Worldwide coalbed methane (CBM) reserves have been estimated at 84 ~ 262 trillion m3 (2,980 ~ 9,260 trillion ft3)(1). The majority of these CBM reserves are mainly located in Russia (17 ~ 113 trillion m3), Canada (6 ~ 76 trillion m3), China (30 ~ 35 trillion M3), Australia (8 ~ 14 trillion m3), and USA (11 trillion m3)(1). In the United States, CBM accounted for 10% of dry gas reserves and 8% of dry gas production in 2003(2). In other countries, such as China, Canada, and Australia, CBM projects are attracting more and more attention by resource companies.

The production methods of CBM include conventional pressure depletion production and enhanced coalbed methane (ECBM) recovery. At present, CBM is mainly recovered by the former method. In ECBM, gases such as N2, CO2, or flue gas are injected to displace methane and maintain coalbed pressure. This recovery method is still in its infancy with only two field-scale ECBM projects (one injected N2 and the other injected CO2)(3), and one singlewell pilot project(4) worldwide.
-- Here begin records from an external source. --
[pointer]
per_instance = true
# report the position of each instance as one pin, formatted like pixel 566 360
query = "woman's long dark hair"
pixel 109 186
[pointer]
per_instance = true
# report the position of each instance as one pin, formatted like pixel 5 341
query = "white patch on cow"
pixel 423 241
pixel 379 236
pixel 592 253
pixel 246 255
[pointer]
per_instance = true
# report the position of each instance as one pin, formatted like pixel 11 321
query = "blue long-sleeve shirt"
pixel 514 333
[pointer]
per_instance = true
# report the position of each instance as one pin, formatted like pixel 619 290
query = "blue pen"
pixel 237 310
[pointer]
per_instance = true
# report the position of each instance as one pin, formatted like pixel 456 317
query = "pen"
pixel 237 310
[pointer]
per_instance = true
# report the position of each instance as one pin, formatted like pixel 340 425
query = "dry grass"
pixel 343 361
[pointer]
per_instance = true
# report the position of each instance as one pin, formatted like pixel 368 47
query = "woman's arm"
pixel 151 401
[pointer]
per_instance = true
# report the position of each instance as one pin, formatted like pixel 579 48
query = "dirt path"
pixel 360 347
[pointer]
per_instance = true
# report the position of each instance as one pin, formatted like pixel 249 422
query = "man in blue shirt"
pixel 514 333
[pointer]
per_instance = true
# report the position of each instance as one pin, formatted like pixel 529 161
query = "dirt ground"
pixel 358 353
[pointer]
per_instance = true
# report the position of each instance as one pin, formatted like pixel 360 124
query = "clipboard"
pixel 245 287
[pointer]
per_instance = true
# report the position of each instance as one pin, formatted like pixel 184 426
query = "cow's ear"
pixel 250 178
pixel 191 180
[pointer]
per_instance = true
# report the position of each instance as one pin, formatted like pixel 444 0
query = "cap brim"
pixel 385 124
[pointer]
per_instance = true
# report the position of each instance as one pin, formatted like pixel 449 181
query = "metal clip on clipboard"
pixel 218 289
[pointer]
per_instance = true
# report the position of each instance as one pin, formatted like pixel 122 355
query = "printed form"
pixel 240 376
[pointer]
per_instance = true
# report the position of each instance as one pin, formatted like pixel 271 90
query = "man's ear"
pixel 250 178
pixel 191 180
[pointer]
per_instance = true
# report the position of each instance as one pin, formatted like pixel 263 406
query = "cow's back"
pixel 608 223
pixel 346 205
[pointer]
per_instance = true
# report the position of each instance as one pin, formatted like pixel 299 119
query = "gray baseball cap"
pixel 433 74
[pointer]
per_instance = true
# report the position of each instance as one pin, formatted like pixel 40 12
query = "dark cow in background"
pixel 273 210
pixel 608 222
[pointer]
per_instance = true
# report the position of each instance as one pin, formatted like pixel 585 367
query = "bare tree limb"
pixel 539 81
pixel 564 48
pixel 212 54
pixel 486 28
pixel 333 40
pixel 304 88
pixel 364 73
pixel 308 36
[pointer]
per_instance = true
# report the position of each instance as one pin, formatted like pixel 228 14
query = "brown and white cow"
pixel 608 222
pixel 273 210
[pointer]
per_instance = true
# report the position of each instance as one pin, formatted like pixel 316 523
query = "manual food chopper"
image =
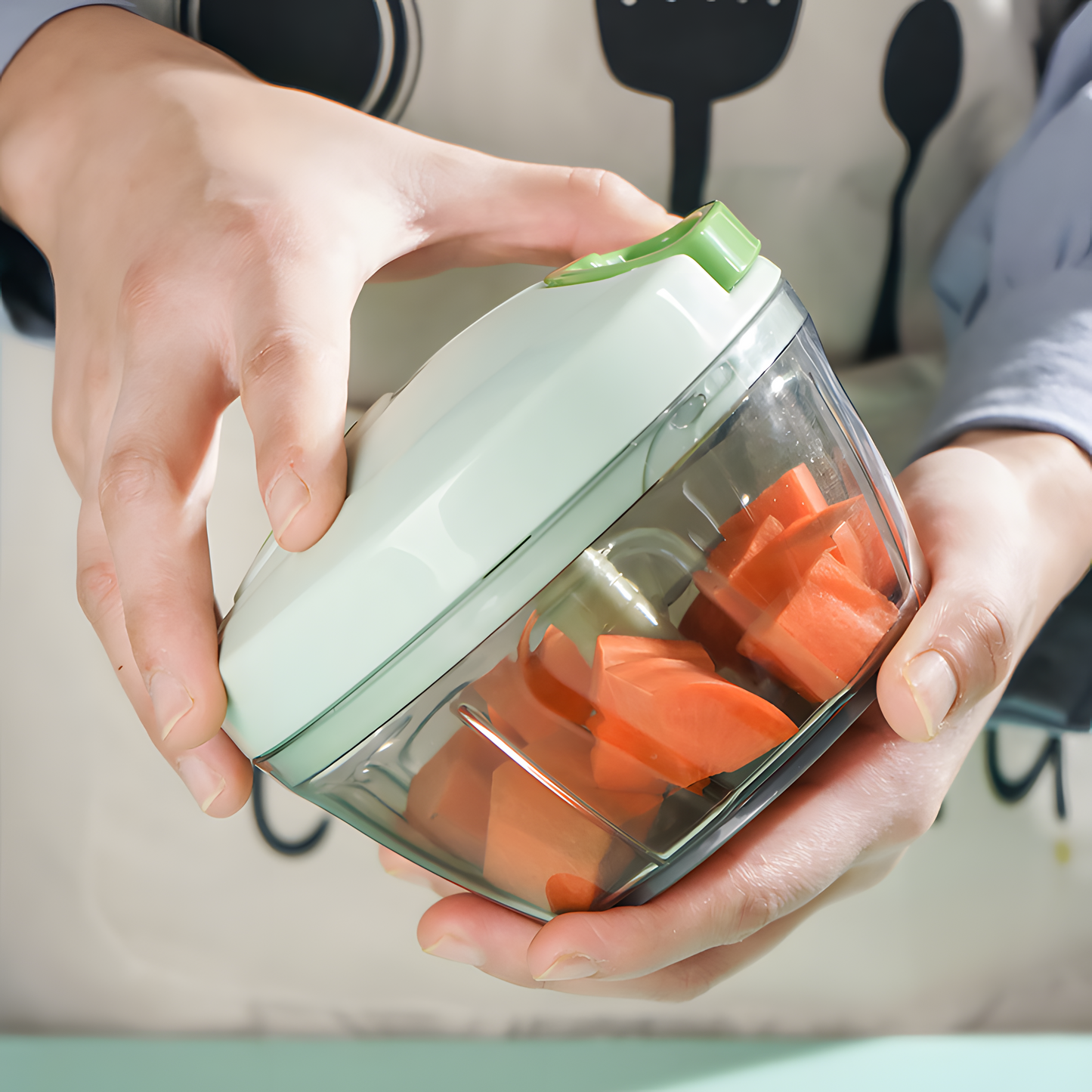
pixel 615 567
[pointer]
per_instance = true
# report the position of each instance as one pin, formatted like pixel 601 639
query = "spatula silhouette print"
pixel 694 53
pixel 920 81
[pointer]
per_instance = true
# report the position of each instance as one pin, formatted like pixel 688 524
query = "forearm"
pixel 73 100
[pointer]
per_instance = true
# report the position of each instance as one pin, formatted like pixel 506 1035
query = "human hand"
pixel 1005 520
pixel 209 235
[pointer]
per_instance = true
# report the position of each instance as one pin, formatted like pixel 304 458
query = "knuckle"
pixel 755 905
pixel 130 476
pixel 271 357
pixel 981 647
pixel 96 589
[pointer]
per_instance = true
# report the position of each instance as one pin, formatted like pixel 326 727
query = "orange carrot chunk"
pixel 826 631
pixel 782 567
pixel 562 660
pixel 535 834
pixel 566 892
pixel 711 723
pixel 512 708
pixel 449 797
pixel 792 497
pixel 611 649
pixel 716 631
pixel 749 539
pixel 878 571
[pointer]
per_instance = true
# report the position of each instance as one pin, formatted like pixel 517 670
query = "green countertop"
pixel 595 1065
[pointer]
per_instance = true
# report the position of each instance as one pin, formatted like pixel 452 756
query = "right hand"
pixel 209 235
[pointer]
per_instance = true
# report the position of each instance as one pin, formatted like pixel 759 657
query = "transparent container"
pixel 670 682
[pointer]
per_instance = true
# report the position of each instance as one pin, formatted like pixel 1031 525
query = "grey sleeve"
pixel 1015 277
pixel 20 19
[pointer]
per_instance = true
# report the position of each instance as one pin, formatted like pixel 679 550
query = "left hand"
pixel 1005 520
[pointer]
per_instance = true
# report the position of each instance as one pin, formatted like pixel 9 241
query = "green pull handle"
pixel 710 235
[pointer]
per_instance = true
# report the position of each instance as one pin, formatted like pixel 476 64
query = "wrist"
pixel 1052 480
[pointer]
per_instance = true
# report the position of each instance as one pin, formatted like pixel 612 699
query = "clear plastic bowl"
pixel 672 680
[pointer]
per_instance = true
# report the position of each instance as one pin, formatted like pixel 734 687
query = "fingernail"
pixel 203 782
pixel 934 687
pixel 456 949
pixel 171 700
pixel 566 967
pixel 287 497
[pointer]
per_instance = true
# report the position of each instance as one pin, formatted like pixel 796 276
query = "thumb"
pixel 981 610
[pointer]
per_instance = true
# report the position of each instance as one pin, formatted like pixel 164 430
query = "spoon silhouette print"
pixel 920 80
pixel 694 53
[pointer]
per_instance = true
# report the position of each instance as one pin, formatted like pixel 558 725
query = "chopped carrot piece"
pixel 878 571
pixel 733 603
pixel 686 713
pixel 782 567
pixel 611 649
pixel 449 797
pixel 564 660
pixel 753 539
pixel 826 631
pixel 534 834
pixel 626 758
pixel 792 497
pixel 566 892
pixel 620 769
pixel 546 686
pixel 513 709
pixel 716 630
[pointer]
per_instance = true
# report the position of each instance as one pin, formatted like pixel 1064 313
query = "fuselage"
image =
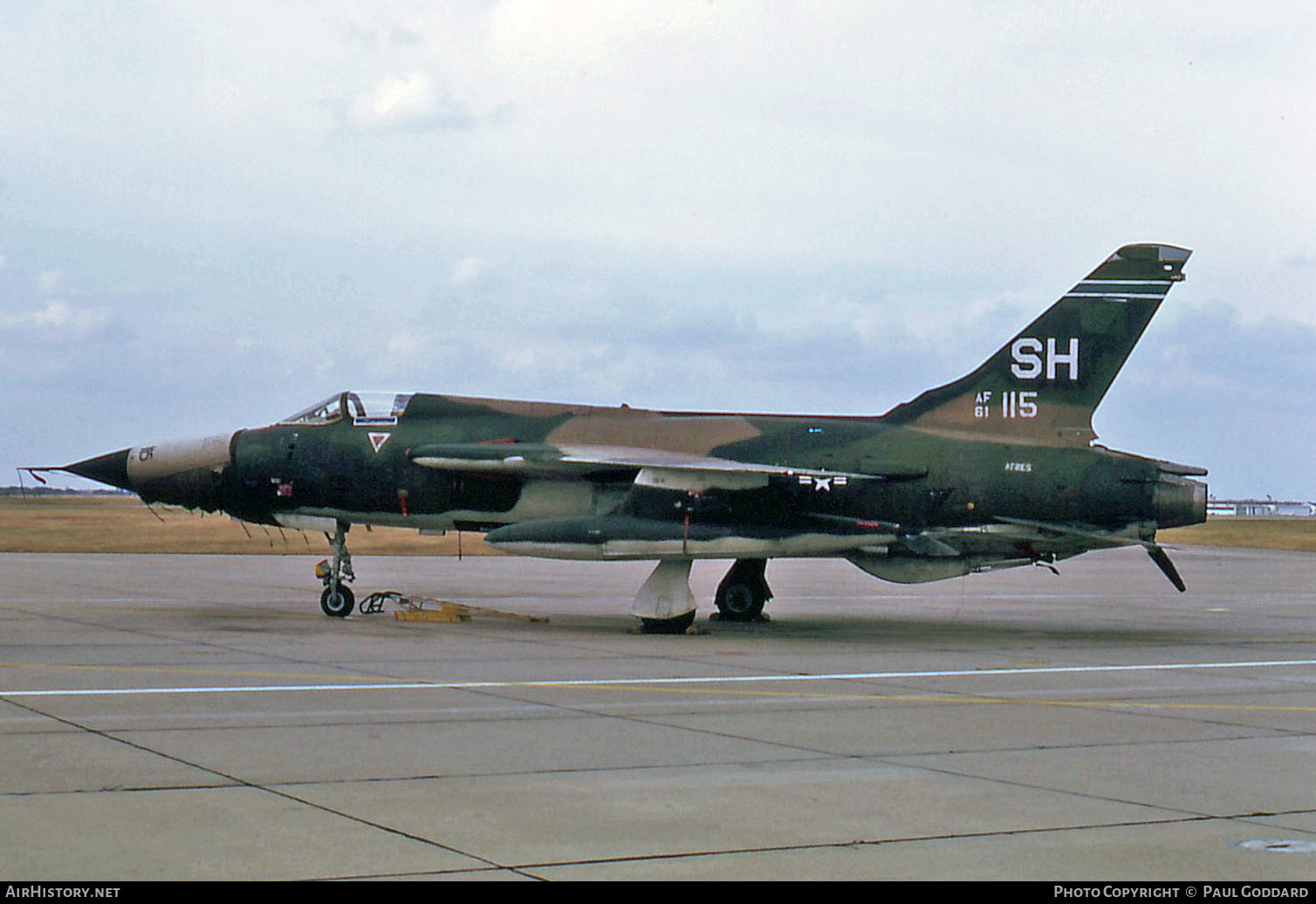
pixel 360 469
Productivity evaluation and prediction are important steps in the development of CBM reservoirs. Because gas storage mechanisms in coal seams (mainly adsorbing on the walls of pores) are different from that in conventional gas reservoirs (compressed in pores), conventional reservoir simulators generally do a poor job in predicting CBM production. Over the past decade, many models have been developed to characterize CBM production processes (5–7). Commercial simulators for CBM production can be categorized into two types: modified conventional black oil simulators and modified compositional simulators. With the recognition of the stress dependency of coal permeability and porosity and shrinkage/swelling of the coal matrix due to desorption/adsorption, some simulators have been modified to accommodate these characteristics(3). However, in these simulators the influence of in situ stresses is simplified with an analytic model or a monotonic relation between the permeability ratio and pressure changes. Durucan et al. developed a finite element model to simulate the in situ stress changes near wellbores and coupled the stress changes with fluid flow simulation by characterizing dynamic changes in permeability(8).